The ams OSRAM Group Management Board has defined a global Information Security strategy that is aligned with the company’s risk management and business strategy. The Information Security Management System (ISMS) is setup using ISO27001 norm.
As part of the overall Information Security strategy, the ams OSRAM Group has established a global Information Security organization that is coordinated by a Corporate Information Security Officer (CISO). The CISO reports directly to the Group’s Chief Information Officer with at least quarterly reporting to the Management Board members in “IT Board”; defined as the company’s “Information Security Committee”. Responsibility for cyber and information security within the management board is with the Chief Financial Officer (CFO) and with the Technology Committee within the supervisory board. Additionally identified cyber security risks are managed as part of our Enterprise Risk Management and as such supervised by the audit committee.
The ams OSRAM Group Management Board has issued Information Security and Data Protection guidelines which apply throughout the whole Group. The CISO directs and supervises the implementation of the information and cyber security management system (ISMS) globally. Mandatory information security and data protection trainings are designed to ensure that employees are familiar with relevant security policies and procedures. Global awareness tests are performed periodically.
Our ISMS includes all relevant elements such as governance, risk management, information and system management, thread and incident management and business continuity management. Threat and Incident Management is part of the ams OSRAM global Incident and Crisis Management. In addition, an emergency response service provider is contracted in the event of a serious cyberattack.

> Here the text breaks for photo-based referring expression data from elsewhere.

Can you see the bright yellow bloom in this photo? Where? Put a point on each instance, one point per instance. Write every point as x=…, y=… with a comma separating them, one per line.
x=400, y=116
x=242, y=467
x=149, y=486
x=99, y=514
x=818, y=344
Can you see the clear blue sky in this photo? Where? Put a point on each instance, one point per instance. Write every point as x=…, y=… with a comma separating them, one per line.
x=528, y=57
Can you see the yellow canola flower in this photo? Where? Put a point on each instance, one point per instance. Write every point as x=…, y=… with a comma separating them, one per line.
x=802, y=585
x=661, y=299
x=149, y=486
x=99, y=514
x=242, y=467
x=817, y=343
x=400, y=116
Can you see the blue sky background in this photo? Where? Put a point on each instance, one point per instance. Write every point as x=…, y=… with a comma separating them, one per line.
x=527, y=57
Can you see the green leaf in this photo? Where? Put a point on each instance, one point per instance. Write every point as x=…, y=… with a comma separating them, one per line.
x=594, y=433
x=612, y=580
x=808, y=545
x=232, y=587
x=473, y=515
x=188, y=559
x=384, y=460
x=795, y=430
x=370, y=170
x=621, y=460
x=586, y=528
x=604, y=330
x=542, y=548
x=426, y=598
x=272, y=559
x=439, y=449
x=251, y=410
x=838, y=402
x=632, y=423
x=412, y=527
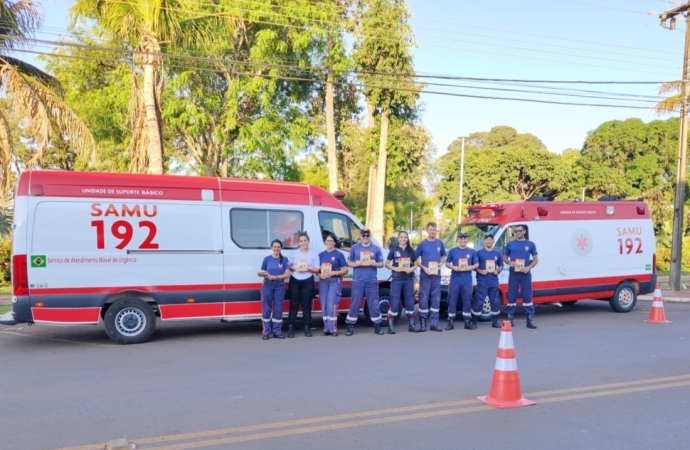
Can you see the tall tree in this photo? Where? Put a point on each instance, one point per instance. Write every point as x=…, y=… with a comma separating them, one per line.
x=97, y=88
x=33, y=94
x=147, y=27
x=382, y=53
x=501, y=165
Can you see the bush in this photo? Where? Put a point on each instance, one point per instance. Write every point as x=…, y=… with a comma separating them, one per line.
x=5, y=260
x=663, y=257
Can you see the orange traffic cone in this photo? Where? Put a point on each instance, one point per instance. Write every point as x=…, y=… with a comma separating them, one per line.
x=505, y=387
x=657, y=314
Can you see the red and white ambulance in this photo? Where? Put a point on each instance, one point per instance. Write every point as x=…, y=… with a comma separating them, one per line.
x=602, y=250
x=123, y=249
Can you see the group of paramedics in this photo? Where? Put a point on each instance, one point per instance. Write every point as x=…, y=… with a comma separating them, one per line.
x=365, y=258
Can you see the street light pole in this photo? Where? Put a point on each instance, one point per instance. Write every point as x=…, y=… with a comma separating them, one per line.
x=462, y=174
x=679, y=200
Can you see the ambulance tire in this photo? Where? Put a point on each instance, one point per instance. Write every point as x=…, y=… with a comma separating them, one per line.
x=129, y=321
x=624, y=298
x=384, y=305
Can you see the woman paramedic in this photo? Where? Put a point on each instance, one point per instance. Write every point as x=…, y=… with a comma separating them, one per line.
x=304, y=263
x=274, y=270
x=400, y=261
x=332, y=267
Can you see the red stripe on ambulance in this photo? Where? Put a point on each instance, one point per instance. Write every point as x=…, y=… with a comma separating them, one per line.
x=66, y=315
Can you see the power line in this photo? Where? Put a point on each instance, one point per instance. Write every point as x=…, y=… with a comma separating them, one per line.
x=312, y=80
x=301, y=19
x=284, y=66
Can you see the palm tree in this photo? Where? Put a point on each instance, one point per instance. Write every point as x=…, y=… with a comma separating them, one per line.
x=146, y=26
x=672, y=103
x=32, y=93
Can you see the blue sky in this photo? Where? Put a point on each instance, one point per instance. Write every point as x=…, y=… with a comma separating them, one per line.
x=592, y=40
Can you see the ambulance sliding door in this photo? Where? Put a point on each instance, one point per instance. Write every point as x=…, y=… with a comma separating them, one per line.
x=249, y=232
x=95, y=248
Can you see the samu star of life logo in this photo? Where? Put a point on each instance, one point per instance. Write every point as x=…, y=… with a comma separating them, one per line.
x=581, y=242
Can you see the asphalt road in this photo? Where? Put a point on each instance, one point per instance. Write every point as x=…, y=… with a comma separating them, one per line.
x=600, y=380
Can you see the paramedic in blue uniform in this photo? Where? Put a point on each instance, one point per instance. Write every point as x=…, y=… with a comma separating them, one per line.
x=462, y=260
x=490, y=265
x=304, y=263
x=365, y=259
x=430, y=256
x=521, y=255
x=275, y=269
x=400, y=262
x=332, y=267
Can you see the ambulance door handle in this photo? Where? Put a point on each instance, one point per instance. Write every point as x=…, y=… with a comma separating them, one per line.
x=176, y=252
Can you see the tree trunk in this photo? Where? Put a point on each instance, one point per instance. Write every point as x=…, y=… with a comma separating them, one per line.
x=380, y=185
x=153, y=120
x=371, y=191
x=330, y=134
x=370, y=196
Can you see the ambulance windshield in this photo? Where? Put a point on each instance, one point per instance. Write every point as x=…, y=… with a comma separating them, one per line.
x=475, y=234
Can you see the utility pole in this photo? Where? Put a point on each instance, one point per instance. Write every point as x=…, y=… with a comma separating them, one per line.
x=679, y=201
x=462, y=175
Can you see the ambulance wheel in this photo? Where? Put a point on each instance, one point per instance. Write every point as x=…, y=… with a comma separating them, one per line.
x=129, y=321
x=624, y=298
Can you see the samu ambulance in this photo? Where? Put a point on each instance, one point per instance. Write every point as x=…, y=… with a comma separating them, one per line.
x=124, y=249
x=602, y=250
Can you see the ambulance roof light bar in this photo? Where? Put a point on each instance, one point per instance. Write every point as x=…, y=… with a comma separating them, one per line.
x=495, y=208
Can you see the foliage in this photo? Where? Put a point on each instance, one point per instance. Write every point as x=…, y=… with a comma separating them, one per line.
x=663, y=256
x=35, y=96
x=634, y=159
x=501, y=165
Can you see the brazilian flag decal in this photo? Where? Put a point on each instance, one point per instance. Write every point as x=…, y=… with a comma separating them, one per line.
x=38, y=260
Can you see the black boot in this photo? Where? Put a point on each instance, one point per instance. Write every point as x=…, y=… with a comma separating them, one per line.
x=469, y=324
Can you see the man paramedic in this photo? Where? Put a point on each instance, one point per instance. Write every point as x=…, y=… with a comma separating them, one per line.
x=462, y=260
x=430, y=256
x=521, y=255
x=365, y=259
x=490, y=265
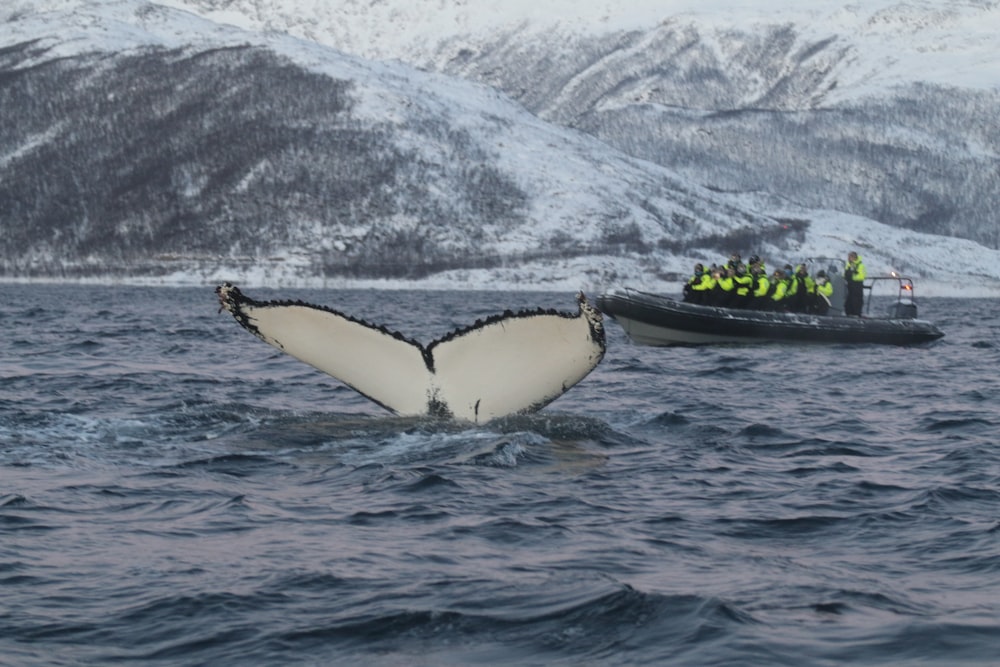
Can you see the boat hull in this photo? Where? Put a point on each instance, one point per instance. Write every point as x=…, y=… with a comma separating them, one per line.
x=650, y=319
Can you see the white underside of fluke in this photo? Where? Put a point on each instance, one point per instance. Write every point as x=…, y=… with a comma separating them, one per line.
x=507, y=364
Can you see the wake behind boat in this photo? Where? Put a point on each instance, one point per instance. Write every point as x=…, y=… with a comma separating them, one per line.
x=652, y=319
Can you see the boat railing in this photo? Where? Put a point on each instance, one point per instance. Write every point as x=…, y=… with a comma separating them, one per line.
x=904, y=307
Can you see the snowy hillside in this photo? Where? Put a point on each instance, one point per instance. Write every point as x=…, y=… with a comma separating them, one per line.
x=144, y=143
x=882, y=109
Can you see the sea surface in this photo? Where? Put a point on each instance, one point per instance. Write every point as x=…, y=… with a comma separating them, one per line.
x=175, y=492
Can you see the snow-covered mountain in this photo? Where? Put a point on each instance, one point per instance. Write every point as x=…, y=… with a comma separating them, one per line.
x=140, y=140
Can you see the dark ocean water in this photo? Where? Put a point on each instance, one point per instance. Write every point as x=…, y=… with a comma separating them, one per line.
x=175, y=492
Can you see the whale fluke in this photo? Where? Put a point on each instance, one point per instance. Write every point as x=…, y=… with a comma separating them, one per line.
x=506, y=364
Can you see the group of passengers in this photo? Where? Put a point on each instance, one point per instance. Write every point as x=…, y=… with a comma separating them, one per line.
x=738, y=285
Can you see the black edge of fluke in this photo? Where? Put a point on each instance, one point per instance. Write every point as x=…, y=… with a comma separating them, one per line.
x=246, y=312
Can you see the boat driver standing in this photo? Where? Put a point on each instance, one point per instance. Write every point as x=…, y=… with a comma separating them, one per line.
x=854, y=274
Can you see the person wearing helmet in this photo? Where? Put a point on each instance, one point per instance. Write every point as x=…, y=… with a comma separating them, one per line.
x=824, y=290
x=854, y=274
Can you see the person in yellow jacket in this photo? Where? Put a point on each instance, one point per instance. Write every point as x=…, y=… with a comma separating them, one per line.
x=692, y=288
x=802, y=290
x=761, y=287
x=854, y=274
x=779, y=290
x=742, y=286
x=723, y=293
x=824, y=290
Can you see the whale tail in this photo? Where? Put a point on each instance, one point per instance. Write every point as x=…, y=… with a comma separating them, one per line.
x=506, y=364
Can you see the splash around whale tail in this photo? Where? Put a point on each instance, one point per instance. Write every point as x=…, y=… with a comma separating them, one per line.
x=506, y=364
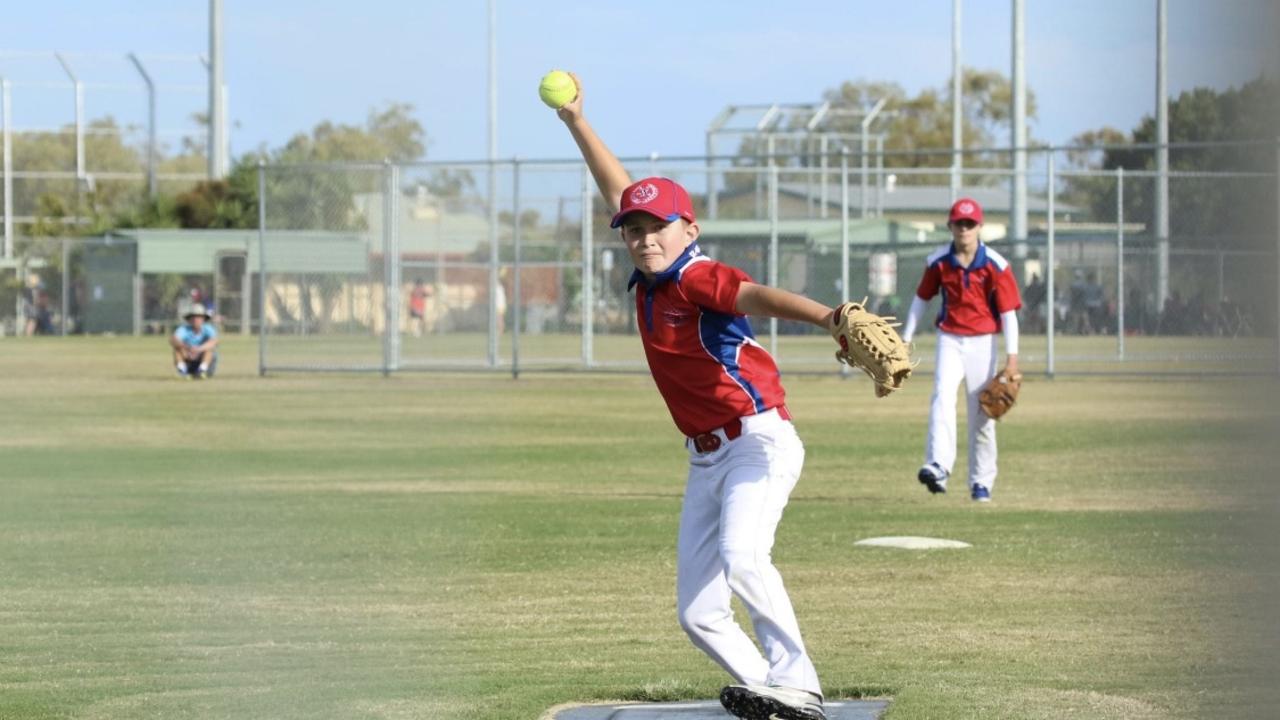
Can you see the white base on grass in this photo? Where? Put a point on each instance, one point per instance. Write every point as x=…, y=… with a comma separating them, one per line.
x=909, y=542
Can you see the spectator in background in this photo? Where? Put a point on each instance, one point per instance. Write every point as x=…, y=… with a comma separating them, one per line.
x=417, y=308
x=1077, y=304
x=195, y=345
x=1033, y=295
x=1096, y=306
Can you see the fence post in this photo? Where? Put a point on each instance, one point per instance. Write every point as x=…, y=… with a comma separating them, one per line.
x=773, y=250
x=588, y=272
x=7, y=130
x=67, y=277
x=391, y=268
x=261, y=268
x=1120, y=264
x=1050, y=297
x=844, y=236
x=515, y=269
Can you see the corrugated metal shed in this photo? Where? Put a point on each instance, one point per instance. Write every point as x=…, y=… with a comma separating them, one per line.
x=287, y=251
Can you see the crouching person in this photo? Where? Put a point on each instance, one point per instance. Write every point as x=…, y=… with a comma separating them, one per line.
x=195, y=345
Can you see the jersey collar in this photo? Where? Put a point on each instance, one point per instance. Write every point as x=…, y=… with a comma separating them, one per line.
x=979, y=258
x=671, y=272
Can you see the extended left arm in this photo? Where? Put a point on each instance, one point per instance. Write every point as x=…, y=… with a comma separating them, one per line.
x=1009, y=322
x=776, y=302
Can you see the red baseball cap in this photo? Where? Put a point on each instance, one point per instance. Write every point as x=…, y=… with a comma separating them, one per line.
x=965, y=209
x=661, y=197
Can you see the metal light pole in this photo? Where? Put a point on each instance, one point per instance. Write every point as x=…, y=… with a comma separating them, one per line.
x=865, y=127
x=1161, y=154
x=493, y=183
x=151, y=124
x=1018, y=206
x=7, y=121
x=956, y=82
x=216, y=128
x=1051, y=300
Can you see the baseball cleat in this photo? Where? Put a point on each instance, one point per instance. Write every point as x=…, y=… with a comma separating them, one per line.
x=933, y=477
x=772, y=702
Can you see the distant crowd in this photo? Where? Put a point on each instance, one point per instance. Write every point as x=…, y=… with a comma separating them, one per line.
x=1084, y=308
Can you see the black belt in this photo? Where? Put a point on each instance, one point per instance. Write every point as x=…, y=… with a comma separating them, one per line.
x=711, y=442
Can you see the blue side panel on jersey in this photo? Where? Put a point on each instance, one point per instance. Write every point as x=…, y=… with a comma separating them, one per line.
x=722, y=336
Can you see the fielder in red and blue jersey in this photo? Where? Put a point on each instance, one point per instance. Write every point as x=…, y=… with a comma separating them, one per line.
x=979, y=299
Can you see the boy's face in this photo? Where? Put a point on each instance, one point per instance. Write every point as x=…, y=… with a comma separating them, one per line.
x=964, y=232
x=656, y=244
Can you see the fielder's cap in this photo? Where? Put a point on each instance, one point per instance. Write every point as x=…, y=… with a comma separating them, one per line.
x=661, y=197
x=965, y=209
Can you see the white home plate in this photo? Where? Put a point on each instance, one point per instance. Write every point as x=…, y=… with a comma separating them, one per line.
x=909, y=542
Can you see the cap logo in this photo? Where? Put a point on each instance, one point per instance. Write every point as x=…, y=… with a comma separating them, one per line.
x=644, y=194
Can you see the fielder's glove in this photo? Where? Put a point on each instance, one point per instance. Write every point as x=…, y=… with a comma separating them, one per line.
x=1000, y=393
x=871, y=343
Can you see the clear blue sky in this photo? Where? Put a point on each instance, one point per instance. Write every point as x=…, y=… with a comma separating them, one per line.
x=656, y=72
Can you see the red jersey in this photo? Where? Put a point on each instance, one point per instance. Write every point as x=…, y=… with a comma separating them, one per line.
x=973, y=297
x=702, y=352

ams OSRAM’s ISMS is continuously improved and its effectiveness monitored by means of internal audits. At the same time our ISMS is externally validated. All automotive production sites globally are verified at least with TISAX Level 2 and at least one with Level 3. This validates our global processes. ISO27001 certification is ongoing and should be finished within 2023.
In the area of data protection, a comprehensive data protection management system has been implemented and globally applicable corporate guidelines ensure company-wide standards for handling personal data. Further refinement of data protection is promoted by actions that include training for all employees and implementation of uniform technical and organizational measures, particularly when data are being processed by external service providers.